Film pendek Indonesia kembali mencuri perhatian di panggung internasional melalui partisipasinya dalam EuroAsia Shorts 2026, sebuah festival film pendek tahunan yang mempertemukan karya sinema dari Asia dan Eropa. Acara yang berlangsung pada pekan kedua Juni di Washington, DC, Amerika Serikat ini menjadi ajang promosi budaya sekaligus membuka peluang lebih besar bagi perfilman Indonesia untuk menembus pasar dan penghargaan film dunia, termasuk Academy Awards atau Oscar.
Dua Film Pendek Indonesia Tampil di EuroAsia Shorts 2026
Indonesia menampilkan dua film pendek yang mencerminkan kekayaan narasi dan perspektif sineas Tanah Air. Film Kepaten Obor karya Lukman Hakim mengangkat kisah Betari yang menemukan kembali ibunya di lereng Gunung Bromo dengan latar tradisi Kasodo, mengusung tema keluarga, kehilangan, dan penerimaan. Sementara itu, Daly City karya sineas diaspora Indonesia Nick Hartanto menghadirkan kisah seorang anak Indonesia yang berupaya menemukan identitas dirinya di Amerika Serikat, sekaligus menyoroti isu asimilasi budaya, stereotip minoritas, dan makna American Dream.
Daly City: Oscar-Qualifying dan Peluang Menuju Academy Awards
Partisipasi Daly City menjadi perhatian khusus karena film tersebut telah masuk kategori Oscar-qualifying, yang memungkinkan karya tersebut mengikuti proses seleksi menuju Academy Awards. Saat ini, Daly City dan Anak Macan karya Amar Haikal menjadi dua film pendek Indonesia yang berhasil mencapai tahap tersebut.
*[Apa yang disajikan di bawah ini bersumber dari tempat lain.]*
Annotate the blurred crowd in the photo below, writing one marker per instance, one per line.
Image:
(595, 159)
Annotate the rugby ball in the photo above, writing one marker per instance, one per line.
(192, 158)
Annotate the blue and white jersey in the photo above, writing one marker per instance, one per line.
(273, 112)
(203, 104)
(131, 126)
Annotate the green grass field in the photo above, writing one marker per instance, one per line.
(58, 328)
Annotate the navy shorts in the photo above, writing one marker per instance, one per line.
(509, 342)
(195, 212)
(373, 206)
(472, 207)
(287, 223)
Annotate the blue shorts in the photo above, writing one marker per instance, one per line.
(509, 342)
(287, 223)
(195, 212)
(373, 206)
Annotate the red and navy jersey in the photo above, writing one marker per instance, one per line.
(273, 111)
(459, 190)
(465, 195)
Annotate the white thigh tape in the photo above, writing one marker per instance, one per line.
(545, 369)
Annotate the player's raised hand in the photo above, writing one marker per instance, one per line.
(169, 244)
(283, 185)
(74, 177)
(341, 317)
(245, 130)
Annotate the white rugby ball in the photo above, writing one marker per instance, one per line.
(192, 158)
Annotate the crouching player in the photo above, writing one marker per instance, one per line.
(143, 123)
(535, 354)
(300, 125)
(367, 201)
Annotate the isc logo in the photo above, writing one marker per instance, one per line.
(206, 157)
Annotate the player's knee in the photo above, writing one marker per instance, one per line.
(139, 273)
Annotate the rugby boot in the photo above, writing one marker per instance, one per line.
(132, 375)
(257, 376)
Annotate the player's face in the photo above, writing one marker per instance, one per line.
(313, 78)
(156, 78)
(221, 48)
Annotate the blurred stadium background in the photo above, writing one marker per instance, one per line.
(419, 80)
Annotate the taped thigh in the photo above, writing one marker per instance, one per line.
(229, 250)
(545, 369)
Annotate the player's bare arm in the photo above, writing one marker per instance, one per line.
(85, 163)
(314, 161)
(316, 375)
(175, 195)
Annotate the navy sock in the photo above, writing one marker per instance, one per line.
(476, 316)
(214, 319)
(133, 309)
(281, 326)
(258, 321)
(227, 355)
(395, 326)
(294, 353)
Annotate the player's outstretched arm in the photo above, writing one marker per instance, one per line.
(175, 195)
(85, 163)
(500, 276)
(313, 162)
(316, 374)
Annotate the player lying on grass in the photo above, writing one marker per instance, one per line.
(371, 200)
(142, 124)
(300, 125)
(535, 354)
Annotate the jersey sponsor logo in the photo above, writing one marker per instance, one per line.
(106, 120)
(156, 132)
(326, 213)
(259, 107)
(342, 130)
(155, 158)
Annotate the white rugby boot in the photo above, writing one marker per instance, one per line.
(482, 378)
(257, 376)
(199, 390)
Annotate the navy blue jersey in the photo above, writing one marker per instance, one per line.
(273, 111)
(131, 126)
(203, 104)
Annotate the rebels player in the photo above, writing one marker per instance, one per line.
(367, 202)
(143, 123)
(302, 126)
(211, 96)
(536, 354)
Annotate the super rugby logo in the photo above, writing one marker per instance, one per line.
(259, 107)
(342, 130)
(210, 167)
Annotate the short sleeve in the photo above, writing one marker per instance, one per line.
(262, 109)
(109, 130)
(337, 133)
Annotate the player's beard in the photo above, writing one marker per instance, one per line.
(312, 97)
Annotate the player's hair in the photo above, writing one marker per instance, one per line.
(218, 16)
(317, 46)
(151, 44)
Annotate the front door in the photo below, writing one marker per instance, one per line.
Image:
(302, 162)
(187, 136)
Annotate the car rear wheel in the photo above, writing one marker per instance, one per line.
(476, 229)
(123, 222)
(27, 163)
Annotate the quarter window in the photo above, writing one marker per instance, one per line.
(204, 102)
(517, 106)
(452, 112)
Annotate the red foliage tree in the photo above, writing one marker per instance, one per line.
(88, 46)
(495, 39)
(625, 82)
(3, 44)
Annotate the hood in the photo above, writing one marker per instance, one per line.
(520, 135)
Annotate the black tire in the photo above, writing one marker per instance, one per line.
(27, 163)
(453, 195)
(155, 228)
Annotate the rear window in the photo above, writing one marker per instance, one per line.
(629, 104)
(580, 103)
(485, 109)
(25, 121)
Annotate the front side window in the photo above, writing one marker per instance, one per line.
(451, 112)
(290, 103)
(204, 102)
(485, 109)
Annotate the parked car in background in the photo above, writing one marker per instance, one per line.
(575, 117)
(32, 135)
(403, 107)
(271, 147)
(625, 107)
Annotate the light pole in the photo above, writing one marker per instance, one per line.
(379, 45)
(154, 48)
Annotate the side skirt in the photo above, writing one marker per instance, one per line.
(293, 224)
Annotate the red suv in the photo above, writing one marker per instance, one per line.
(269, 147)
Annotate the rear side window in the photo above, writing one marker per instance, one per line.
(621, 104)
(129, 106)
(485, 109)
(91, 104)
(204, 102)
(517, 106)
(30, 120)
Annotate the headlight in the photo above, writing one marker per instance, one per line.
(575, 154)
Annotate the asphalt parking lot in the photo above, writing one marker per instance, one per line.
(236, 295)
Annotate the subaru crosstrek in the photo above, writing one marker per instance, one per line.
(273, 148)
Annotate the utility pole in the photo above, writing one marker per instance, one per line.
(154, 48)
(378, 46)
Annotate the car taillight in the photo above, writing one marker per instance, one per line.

Dukungan Pemerintah untuk Perfilman Indonesia
Duta Besar Republik Indonesia untuk Amerika Serikat, Indroyono Soesilo, menegaskan pentingnya mendorong perfilman Indonesia agar semakin dikenal di tingkat global sebagai bagian dari penguatan ekonomi kreatif nasional. "Film Indonesia memiliki kualitas cerita dan kekuatan budaya yang mampu berbicara kepada audiens global. Karena itu, kita perlu terus mendukung para sineas agar semakin banyak karya Indonesia yang tampil dan bersaing di berbagai festival internasional, termasuk membuka jalan menuju Academy Awards, sekaligus memperkuat kontribusi sektor ekonomi kreatif bagi perekonomian nasional," kata dia dalam keterangan yang diterima, Kamis (11/6/2026).
Prospek Ekonomi Industri Film
Industri perfilman dinilai memiliki prospek ekonomi yang besar. Amerika Serikat mencatat pendapatan industri film sekitar USD 8,75 miliar pada 2024, sementara Indonesia berada pada kisaran USD 392 juta. Dengan jumlah penduduk lebih dari 280 juta jiwa serta tingginya minat masyarakat terhadap film nasional, potensi pertumbuhan industri perfilman Indonesia masih sangat terbuka.
Keikutsertaan Indonesia dalam EuroAsia Shorts 2026 menunjukkan bahwa film tidak hanya menjadi medium hiburan, tetapi juga sarana diplomasi budaya yang efektif untuk memperkenalkan identitas bangsa kepada dunia. Dari Washington, DC hingga Hollywood, film-film Indonesia terus memperluas jangkauan dan memperkuat langkah menuju pengakuan yang lebih besar di tingkat internasional.